Pourtant, elle se souvient encore distinctement de ce moment-clé où sa
vie bascula. La rencontre déterminante avec son Baragouineur des Etoiles
se fit dans l’immense burlingue de son dabe, et ce fut, pour ne rien
vous cacher, une véritable commotion. En s’apprêtant à tourner la
poignée en cuivre de la lourde, elle n’était encore effleurée par le
moindre pressentiment se rapportant à la révélation qui l’attendait en
ce début d’après-midi d’été suffocant. De surcroît, qui aurait pu lui
prédire qu’en cet endroit si familier, en plein cœur de nulle part, son
destin allait définitivement se sceller ? A l’instant où elle poussa la
porte, d’emblée, c’est à une variété assez inédite d’extra-terrestre que
ses mirettes eurent affaire. Assis face à son géniteur, à qui il était
en train de faire un gentil brin de causette, elle ne vit tout d’abord
que son dos, puis seulement ensuite, tatoué à l’arrière de son crâne
glabre, en guise de révélateur d’une absence totale de cresson sur la
cafetière - je fais allusion, ici, à sa caboche tondue et luisante -, un
spermatozoïde stylisé qui devait bien mesurer, mon dieu, onze
centimètres de hauteur. Dès lors, elle n’eut d’yeux que pour cette
bestiole comique qui semblait lui être montée au ciboulot. Au lieu de se
bidonner, de se boyauter en sourdine, comme l’aurait sans doute fait
n’importe quelle autre gamine surprise par tant d’incongruité, par
semblable bizarrerie, son premier réflexe - étrange préoccupation,
lorsqu’elle y repense aujourd’hui - fut de s’enquérir de l’âge du
monsieur auprès de sa dobe : à l’évidence, les premières informations
qu’elle recueillit de sa Parleuse avisée indiquaient que tous les
espoirs lui étaient encore permis, car il n’avait, selon sa mère - qui
était toujours extraordinairement bien rencardée -, guère davantage que
vingt-huit ans de plus qu’elle.
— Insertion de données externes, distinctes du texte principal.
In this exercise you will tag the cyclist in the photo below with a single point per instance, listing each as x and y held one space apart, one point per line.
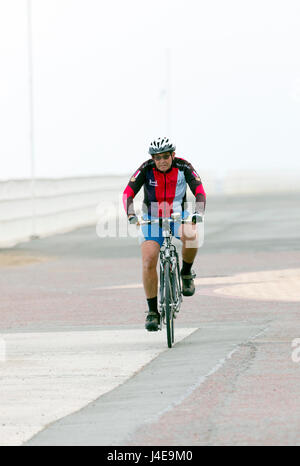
165 178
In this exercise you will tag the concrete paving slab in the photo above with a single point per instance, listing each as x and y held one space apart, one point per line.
114 418
46 376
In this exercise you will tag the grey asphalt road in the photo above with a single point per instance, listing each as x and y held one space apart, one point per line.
231 382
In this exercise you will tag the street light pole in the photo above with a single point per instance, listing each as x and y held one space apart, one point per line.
169 96
31 119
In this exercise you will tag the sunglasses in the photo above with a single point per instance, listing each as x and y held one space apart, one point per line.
159 157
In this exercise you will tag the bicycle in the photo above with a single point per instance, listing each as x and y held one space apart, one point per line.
170 282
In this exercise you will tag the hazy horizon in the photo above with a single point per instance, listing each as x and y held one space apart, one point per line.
100 85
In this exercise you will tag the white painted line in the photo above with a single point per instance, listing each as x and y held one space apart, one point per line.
46 376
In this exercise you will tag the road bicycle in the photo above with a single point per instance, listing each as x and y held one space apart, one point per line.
170 298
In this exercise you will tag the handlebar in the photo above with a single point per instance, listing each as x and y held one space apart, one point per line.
175 218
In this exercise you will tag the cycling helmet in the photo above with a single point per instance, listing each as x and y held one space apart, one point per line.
161 145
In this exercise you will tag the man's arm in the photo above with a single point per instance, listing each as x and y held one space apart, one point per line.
195 184
135 183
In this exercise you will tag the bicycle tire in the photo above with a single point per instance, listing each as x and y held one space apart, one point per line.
169 310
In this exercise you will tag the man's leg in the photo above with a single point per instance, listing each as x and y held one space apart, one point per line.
188 236
150 253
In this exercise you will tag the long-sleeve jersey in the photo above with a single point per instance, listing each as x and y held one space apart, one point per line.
164 192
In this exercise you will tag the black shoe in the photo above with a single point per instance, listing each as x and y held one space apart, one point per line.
152 321
188 286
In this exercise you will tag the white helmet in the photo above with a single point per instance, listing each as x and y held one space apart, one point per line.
161 145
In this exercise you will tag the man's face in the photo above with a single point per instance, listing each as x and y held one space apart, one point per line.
163 161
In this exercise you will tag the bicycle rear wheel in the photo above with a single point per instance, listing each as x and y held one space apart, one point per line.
168 306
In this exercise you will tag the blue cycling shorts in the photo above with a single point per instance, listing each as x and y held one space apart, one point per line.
153 232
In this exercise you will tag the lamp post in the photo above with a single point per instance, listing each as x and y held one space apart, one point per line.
31 120
168 96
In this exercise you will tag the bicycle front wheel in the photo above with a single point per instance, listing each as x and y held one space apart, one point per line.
169 307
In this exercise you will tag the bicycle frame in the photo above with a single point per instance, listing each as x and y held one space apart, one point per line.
170 282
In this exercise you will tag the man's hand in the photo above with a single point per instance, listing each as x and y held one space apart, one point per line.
133 220
197 218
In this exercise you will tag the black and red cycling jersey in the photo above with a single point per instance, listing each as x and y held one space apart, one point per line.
164 192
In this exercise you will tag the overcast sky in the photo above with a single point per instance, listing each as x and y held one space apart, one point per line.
100 82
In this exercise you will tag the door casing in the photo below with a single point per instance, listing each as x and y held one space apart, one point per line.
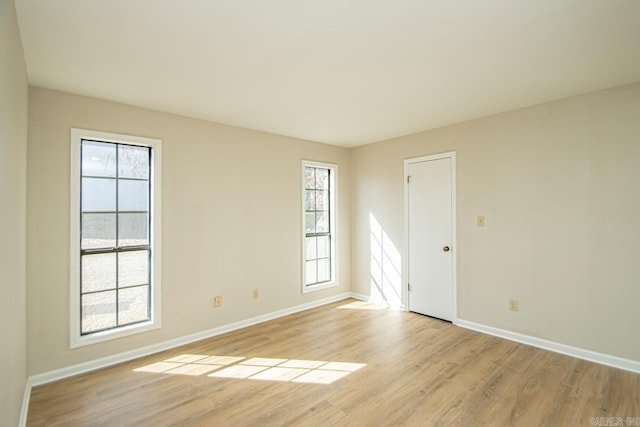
405 259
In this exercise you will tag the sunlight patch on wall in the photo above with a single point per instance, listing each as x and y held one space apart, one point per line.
386 267
257 368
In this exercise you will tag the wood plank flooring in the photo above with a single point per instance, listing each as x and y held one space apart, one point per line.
396 368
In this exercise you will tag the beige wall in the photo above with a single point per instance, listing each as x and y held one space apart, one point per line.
559 185
231 222
13 206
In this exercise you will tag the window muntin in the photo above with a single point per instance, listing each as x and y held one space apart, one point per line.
115 236
115 279
319 225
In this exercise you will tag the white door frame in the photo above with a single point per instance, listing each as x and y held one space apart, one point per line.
454 250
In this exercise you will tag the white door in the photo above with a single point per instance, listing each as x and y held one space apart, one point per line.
430 223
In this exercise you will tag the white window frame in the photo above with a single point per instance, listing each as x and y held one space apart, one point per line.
155 238
333 215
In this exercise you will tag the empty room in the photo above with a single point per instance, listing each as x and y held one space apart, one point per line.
296 212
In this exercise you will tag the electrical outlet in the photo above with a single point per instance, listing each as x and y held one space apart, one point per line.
217 302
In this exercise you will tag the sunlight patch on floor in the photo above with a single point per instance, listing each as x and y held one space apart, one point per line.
362 305
256 368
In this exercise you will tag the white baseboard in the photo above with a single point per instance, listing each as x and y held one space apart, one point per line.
103 362
360 297
580 353
22 422
368 299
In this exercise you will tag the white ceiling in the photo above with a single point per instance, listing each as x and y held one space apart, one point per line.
344 72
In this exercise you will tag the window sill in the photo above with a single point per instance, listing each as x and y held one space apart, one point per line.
98 337
318 287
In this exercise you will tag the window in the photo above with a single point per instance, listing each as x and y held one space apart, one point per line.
115 236
319 225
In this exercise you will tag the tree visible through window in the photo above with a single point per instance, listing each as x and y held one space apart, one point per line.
319 218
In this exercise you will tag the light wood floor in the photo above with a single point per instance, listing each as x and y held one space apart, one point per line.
417 371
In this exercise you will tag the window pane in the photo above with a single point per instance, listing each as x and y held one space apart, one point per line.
133 229
133 162
310 200
322 178
98 311
310 247
98 230
322 222
98 272
98 194
310 272
98 159
133 305
324 271
309 177
133 195
323 247
309 223
133 268
322 200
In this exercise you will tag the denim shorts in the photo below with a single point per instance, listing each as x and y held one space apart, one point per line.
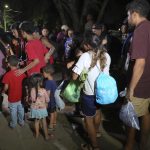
89 105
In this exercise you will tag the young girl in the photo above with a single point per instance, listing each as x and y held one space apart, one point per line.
39 100
50 86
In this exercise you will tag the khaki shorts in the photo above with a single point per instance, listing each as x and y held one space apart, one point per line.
141 105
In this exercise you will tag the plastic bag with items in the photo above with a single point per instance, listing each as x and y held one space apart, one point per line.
128 116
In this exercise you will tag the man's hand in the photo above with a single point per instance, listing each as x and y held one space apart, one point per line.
19 72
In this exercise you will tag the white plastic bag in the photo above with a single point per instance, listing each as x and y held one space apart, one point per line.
128 116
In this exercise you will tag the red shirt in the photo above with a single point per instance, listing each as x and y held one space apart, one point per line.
36 50
14 85
140 48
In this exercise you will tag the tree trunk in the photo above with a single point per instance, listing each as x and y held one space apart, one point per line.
102 10
84 12
1 18
74 15
59 7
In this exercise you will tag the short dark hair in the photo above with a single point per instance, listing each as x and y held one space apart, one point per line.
48 69
13 60
27 27
142 7
15 26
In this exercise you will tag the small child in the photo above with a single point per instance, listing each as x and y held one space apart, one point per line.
13 84
39 99
50 86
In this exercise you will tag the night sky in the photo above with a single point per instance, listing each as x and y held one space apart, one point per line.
45 11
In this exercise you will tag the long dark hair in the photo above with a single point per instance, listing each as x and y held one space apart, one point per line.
35 81
98 51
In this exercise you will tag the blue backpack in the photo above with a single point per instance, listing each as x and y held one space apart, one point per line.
106 89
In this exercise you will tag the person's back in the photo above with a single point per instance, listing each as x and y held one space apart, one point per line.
13 84
35 49
143 86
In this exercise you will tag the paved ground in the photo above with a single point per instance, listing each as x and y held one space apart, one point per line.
68 136
69 133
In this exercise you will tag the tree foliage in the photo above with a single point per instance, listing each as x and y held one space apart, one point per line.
70 12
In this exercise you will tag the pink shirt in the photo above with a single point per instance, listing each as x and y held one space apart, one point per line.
36 50
41 101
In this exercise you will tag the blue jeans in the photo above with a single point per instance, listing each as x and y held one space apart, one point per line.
16 113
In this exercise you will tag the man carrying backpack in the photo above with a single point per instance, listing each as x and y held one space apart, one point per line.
138 91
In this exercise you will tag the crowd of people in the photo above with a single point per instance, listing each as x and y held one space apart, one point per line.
28 55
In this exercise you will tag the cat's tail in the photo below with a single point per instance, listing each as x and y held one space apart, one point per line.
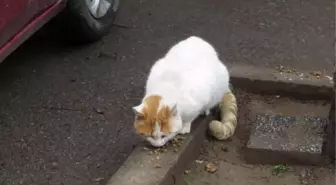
228 112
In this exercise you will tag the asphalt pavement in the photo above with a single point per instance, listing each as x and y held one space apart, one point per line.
65 112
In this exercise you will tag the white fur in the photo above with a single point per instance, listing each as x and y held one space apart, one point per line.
190 76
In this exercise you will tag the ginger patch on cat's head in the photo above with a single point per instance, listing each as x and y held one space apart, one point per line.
150 114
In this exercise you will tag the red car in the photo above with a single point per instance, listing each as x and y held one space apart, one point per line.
79 20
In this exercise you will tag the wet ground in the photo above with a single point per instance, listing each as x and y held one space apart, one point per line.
222 162
65 113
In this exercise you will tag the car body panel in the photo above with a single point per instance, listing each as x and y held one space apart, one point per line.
19 19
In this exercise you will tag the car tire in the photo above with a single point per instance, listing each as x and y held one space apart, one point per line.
80 25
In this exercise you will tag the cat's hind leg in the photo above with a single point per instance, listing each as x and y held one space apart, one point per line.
206 112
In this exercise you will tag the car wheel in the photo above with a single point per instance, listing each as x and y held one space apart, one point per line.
88 20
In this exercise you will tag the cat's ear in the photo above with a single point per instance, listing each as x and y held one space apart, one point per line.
174 109
137 110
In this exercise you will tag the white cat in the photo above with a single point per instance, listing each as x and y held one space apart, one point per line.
188 81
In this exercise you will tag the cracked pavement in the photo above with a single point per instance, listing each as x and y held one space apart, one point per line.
65 113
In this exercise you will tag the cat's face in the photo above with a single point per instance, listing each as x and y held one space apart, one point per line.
156 121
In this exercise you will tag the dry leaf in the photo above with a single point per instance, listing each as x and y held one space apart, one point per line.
210 167
316 74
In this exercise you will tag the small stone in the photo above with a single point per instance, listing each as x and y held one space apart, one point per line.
224 149
210 167
99 111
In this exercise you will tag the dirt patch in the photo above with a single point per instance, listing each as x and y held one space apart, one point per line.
231 168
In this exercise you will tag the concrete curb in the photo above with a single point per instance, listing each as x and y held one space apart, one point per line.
299 85
145 167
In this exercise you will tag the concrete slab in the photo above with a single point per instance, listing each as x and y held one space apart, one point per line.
277 139
148 166
298 84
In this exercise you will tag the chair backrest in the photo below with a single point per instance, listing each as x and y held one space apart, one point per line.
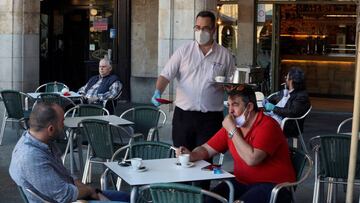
99 136
22 194
178 193
51 87
298 159
259 98
111 104
334 155
86 110
343 124
144 118
151 150
13 101
296 119
64 102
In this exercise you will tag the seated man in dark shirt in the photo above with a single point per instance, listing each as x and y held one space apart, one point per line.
292 102
103 86
36 164
257 146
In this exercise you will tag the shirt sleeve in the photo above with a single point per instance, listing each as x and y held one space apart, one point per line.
82 89
268 137
49 181
219 142
114 90
230 69
173 65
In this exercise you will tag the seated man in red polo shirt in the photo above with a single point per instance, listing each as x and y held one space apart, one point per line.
257 145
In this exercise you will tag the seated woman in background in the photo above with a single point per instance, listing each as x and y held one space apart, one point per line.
292 102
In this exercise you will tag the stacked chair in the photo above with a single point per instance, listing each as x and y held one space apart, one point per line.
17 109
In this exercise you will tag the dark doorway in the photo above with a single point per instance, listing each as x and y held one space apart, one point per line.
63 44
71 44
76 35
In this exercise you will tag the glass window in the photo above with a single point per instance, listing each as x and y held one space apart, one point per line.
227 26
102 30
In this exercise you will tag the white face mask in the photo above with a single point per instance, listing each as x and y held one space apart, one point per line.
240 121
202 37
286 91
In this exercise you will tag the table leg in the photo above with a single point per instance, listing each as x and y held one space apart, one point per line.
71 152
133 194
79 144
231 190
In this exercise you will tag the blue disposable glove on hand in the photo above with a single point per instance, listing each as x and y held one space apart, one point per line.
157 94
264 102
269 106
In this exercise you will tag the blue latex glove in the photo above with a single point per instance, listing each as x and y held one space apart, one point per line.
269 106
264 102
157 94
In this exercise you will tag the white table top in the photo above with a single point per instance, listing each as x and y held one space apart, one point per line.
72 122
165 171
34 95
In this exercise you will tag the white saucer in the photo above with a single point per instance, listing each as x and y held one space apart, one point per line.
141 169
190 164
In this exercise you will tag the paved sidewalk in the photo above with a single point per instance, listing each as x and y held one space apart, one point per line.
317 123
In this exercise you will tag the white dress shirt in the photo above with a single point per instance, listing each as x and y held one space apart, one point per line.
195 75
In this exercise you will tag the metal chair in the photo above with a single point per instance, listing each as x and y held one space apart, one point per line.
146 120
86 110
64 102
22 194
100 137
300 136
110 104
299 160
79 111
145 150
51 87
176 193
332 154
343 124
259 98
16 109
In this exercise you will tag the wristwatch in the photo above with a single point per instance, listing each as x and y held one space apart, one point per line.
231 133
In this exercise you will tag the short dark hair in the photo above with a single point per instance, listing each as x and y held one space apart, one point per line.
297 75
207 14
42 115
246 93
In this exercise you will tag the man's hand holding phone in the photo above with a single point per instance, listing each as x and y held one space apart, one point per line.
210 167
182 150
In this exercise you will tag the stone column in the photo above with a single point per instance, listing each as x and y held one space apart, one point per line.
246 21
176 22
19 44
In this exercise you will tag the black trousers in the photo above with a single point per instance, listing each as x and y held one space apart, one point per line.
194 128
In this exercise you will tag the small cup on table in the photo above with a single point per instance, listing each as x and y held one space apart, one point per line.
184 159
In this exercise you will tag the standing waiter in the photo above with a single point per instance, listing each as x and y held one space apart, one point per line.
199 102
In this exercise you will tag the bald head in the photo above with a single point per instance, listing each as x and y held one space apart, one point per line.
45 114
104 67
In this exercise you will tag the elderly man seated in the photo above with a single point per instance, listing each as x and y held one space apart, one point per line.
257 145
36 163
103 86
292 102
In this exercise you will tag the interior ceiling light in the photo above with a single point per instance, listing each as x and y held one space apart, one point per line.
341 16
93 12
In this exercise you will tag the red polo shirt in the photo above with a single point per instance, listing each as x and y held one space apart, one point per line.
266 135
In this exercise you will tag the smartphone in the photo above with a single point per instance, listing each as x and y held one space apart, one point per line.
124 163
211 167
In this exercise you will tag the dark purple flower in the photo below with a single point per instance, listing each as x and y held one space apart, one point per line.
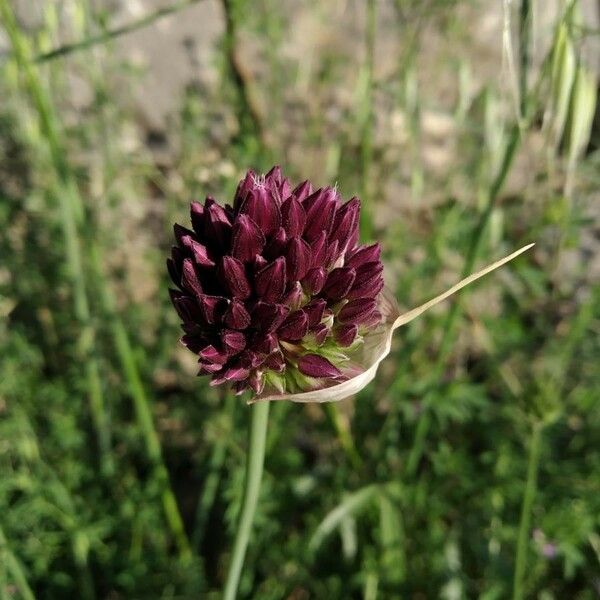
276 289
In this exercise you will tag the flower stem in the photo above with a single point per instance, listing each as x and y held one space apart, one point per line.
528 497
254 469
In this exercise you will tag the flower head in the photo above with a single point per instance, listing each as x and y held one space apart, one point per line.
275 291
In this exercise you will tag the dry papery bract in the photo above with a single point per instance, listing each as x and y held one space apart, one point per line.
361 370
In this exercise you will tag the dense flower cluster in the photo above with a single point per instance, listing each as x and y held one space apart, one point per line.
275 290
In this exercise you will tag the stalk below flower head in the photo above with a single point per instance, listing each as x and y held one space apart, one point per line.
276 294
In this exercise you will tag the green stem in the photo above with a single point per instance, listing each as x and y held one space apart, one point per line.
211 485
71 209
525 26
525 523
142 408
254 469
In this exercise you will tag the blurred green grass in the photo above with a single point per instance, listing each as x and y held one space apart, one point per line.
469 468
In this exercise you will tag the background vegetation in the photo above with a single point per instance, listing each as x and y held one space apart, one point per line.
469 468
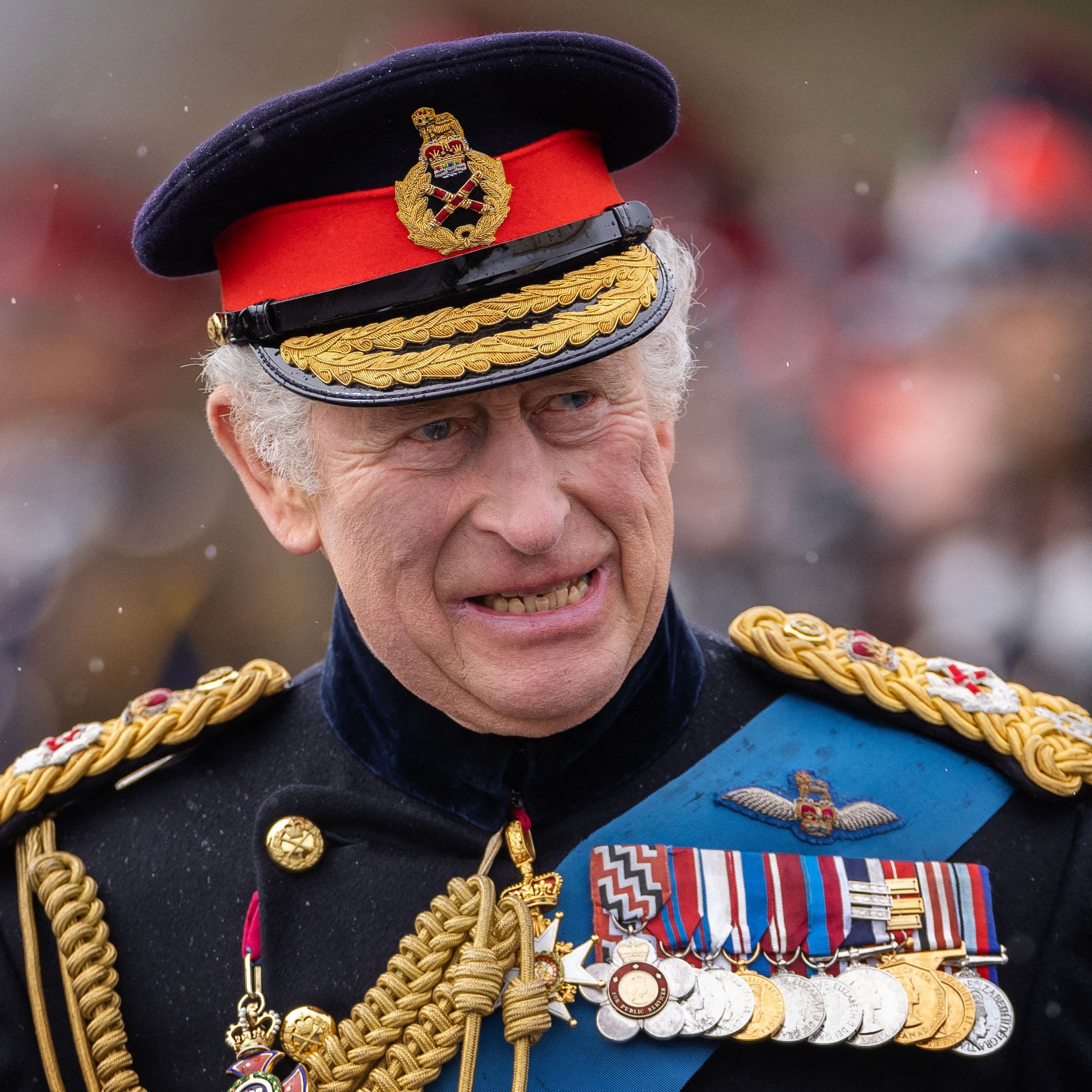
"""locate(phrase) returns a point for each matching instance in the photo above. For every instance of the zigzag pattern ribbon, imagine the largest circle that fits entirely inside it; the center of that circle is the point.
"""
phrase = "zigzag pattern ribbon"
(710, 898)
(631, 885)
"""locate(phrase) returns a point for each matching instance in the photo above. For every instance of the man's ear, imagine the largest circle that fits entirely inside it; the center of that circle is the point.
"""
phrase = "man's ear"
(286, 509)
(665, 437)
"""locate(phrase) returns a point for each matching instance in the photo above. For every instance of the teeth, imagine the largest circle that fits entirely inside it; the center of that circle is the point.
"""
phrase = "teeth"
(561, 596)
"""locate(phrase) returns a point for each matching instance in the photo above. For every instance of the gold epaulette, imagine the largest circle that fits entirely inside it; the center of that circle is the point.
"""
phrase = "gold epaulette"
(160, 719)
(1051, 738)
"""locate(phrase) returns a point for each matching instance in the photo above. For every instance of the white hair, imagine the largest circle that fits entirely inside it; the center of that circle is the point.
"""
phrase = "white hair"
(278, 424)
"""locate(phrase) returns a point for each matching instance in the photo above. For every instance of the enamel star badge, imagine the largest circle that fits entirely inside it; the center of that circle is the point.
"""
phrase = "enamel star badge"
(814, 815)
(557, 963)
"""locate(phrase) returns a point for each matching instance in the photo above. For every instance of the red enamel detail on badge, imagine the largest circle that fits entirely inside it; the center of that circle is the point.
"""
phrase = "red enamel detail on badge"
(313, 246)
(653, 993)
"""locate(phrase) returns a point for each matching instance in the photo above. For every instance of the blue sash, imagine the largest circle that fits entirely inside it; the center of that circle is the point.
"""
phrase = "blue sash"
(944, 796)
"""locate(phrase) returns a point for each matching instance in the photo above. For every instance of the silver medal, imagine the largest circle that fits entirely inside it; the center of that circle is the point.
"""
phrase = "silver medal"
(597, 995)
(614, 1026)
(993, 1017)
(681, 976)
(804, 1007)
(843, 1010)
(668, 1023)
(738, 1004)
(883, 1000)
(705, 1006)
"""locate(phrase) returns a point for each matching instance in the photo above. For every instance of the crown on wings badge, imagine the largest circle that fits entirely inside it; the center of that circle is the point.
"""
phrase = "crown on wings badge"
(814, 815)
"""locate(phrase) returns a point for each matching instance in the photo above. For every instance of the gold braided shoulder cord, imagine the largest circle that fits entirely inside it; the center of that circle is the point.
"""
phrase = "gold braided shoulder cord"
(621, 286)
(1050, 736)
(434, 994)
(219, 696)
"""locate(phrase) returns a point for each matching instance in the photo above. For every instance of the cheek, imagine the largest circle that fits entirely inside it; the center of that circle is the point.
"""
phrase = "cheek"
(383, 549)
(624, 481)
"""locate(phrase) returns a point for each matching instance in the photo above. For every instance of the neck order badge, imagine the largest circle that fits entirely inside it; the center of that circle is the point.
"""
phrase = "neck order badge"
(842, 748)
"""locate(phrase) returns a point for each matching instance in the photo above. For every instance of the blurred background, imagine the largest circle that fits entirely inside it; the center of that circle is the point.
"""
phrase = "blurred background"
(893, 420)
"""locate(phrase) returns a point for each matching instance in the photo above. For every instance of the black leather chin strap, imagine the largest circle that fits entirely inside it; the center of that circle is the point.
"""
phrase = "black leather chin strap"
(452, 282)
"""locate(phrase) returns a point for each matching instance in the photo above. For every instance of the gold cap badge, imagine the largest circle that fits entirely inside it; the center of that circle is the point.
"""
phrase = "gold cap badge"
(453, 198)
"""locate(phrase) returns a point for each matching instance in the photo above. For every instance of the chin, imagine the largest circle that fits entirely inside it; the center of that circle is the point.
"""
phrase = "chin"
(548, 694)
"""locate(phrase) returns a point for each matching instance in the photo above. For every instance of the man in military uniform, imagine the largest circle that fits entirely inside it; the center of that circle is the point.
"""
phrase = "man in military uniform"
(451, 356)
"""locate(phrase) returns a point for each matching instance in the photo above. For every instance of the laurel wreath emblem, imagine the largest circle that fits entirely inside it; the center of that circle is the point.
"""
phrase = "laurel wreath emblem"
(412, 198)
(616, 290)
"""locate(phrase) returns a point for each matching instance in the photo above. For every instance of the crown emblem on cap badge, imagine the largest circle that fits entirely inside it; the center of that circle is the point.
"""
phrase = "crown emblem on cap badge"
(453, 198)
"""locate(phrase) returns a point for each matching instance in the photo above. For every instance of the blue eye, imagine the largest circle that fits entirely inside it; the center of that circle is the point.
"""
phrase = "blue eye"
(575, 400)
(437, 429)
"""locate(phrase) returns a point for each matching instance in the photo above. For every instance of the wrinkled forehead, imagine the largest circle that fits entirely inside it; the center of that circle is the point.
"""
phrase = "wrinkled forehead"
(616, 377)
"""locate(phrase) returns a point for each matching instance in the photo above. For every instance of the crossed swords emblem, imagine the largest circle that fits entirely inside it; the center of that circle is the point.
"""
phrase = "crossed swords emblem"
(461, 199)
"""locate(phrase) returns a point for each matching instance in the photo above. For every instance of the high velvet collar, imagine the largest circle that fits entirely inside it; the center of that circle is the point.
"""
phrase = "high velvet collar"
(422, 752)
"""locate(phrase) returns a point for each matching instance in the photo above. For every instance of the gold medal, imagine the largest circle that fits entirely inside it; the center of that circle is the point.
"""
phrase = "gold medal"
(927, 1004)
(960, 1018)
(769, 1008)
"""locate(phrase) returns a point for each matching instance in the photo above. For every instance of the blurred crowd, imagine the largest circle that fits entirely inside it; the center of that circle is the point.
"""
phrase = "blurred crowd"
(893, 424)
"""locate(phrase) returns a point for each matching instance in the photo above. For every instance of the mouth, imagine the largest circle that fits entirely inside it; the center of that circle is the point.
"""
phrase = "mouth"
(566, 593)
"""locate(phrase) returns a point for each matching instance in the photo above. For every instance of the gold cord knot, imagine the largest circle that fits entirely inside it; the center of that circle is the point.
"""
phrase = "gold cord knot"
(525, 1009)
(476, 979)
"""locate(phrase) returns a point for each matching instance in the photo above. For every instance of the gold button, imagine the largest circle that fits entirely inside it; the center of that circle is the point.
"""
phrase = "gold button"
(295, 843)
(304, 1031)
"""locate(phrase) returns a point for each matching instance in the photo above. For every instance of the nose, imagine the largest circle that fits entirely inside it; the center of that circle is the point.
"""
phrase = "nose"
(522, 500)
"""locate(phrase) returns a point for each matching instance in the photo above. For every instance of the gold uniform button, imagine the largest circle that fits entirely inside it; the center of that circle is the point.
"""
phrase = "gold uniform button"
(304, 1031)
(295, 843)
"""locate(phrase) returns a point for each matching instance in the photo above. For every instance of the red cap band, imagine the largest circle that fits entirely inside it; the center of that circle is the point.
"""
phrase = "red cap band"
(313, 246)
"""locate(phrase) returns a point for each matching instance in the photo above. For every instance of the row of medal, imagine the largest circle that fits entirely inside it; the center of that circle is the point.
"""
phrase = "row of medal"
(882, 996)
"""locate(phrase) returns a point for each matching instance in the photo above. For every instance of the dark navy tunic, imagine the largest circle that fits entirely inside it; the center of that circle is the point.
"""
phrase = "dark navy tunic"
(407, 800)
En découvrant tout à trac son incroyable
sac à mots, je veux parler de ce jargon particulièrement tarabiscoté
qui la laissa momifiée, elle n’eut plus qu’un désir, celui de coller son
esgourde à cette conversation abracadabrante qu’il anima durant
plusieurs plombes d’affilée autour d’un sujet des plus troublants, sujet
qui fut cependant totalement hermétique à la pisseuse fort insouciante
qu’elle était alors. Cet homme qui la fascinait était une créature
empêtrée dans l’archéologie des vocables, un fanatique de la
futilité universelle. Il possédait cette faculté de modifier son
vocabulaire, son accent et jusqu’au son de son timbre, selon la Carne
Balbutiante qui lui donnait la réplique. La politesse exigeait, selon
lui, ce genre de concessions, accommodation au dialecte de son
interlocuteur, avec des variantes à l’infini.
Catherine Billetfranc, critique d'art de la revue Postures.